6.願掛け母神(ウマイ・エネ) Ымай-эне イシククリ州
1975年 ボコンバエバ村で収録
石でできた女性の神、それがウマイ・エネだ。彼女が置かれている場所は神聖な場所だ。そこへ病気や不妊の女性たちがお供えや羊肉を持ち、ウマイ・エネ油を届けお参りする。人々は一心にイシククリ湖の主、白い猫の姿をしているウマイ・エネを拝む。言われているのは湖の主は魚の形になったり子羊の大きさになったりするという。

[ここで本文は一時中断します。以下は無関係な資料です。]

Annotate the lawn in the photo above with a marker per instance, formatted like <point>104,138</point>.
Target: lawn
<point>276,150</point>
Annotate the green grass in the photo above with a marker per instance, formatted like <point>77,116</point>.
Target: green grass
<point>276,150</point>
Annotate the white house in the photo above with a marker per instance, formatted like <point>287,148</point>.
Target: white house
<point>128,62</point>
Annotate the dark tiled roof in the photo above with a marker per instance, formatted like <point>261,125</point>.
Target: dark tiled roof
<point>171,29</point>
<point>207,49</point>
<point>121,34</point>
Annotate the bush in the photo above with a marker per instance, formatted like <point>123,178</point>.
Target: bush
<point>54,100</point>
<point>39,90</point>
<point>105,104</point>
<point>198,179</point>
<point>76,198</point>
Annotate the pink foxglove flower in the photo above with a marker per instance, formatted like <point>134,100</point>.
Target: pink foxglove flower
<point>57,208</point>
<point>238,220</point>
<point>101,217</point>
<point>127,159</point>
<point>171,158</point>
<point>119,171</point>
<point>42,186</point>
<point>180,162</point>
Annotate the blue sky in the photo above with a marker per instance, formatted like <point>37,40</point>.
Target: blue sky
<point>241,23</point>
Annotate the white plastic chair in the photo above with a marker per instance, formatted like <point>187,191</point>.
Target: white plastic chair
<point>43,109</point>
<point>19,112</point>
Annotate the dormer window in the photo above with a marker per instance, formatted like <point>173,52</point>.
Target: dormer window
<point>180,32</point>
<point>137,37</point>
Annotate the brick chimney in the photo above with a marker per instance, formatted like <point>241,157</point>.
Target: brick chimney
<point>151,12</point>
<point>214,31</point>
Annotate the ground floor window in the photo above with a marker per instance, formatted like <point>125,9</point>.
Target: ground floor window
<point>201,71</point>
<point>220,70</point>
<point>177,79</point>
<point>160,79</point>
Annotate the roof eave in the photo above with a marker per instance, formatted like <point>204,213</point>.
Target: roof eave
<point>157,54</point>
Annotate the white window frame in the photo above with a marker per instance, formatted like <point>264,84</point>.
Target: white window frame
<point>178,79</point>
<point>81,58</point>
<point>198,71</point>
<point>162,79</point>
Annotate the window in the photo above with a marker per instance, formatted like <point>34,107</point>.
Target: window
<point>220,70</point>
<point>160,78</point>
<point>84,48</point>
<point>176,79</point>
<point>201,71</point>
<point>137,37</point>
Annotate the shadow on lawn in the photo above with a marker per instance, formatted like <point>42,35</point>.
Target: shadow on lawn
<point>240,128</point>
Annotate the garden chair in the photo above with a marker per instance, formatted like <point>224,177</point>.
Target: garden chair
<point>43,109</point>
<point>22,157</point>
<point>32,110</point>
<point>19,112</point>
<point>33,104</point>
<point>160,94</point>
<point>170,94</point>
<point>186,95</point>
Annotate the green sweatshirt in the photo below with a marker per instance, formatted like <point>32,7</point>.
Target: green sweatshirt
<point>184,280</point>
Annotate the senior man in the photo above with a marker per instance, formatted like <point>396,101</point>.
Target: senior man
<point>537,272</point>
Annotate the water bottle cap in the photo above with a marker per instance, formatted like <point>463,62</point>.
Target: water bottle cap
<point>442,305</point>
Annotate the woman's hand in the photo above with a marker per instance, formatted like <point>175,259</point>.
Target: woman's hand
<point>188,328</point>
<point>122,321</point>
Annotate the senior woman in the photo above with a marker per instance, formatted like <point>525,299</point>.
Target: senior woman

彼女は湖の底へ案内する。私(語り手)はその神聖な場所に行ったことがある。なぜなら頭痛に悩んでいたから。そこに行ったらそれが治まった。一心にどこが治ってほしいか伝え、我に返った時、何も痛みがなくそれから病むことがなくなった。
7.ワシ Орёл タラス州 タラス地区で 1979年収録
19世紀のこと、貧乏人のエシムという人がいた。彼には敏捷で目が良く強いワシがいた。このワシのおかげでエシムはいつも狩りからたくさんの獲物を持ち帰り村の人たちに食べさせた。この輝かしいワシの話はサマクという富豪も聞いた。富豪は自分にもこのような評判を願いワシを取り上げることにした。富豪はエシムの所に馬の群れを贈り物として持って来た。しかし貧乏人エシムはこの富を断った。それで富豪は仕返しをすることにした。
ある日、エシムが仲間と狩りに出かけた時、富豪は若者たちと家にやってきて娘を誘拐した。途中、敵の富豪と出会ったエシムはワシを放した。彼は富豪を高く持ち上げ地面に投げ下した。若者たちは方々に散ってしまった。エシムは意気揚々と娘、戦利品、仲間とともに歌いながら家に帰った。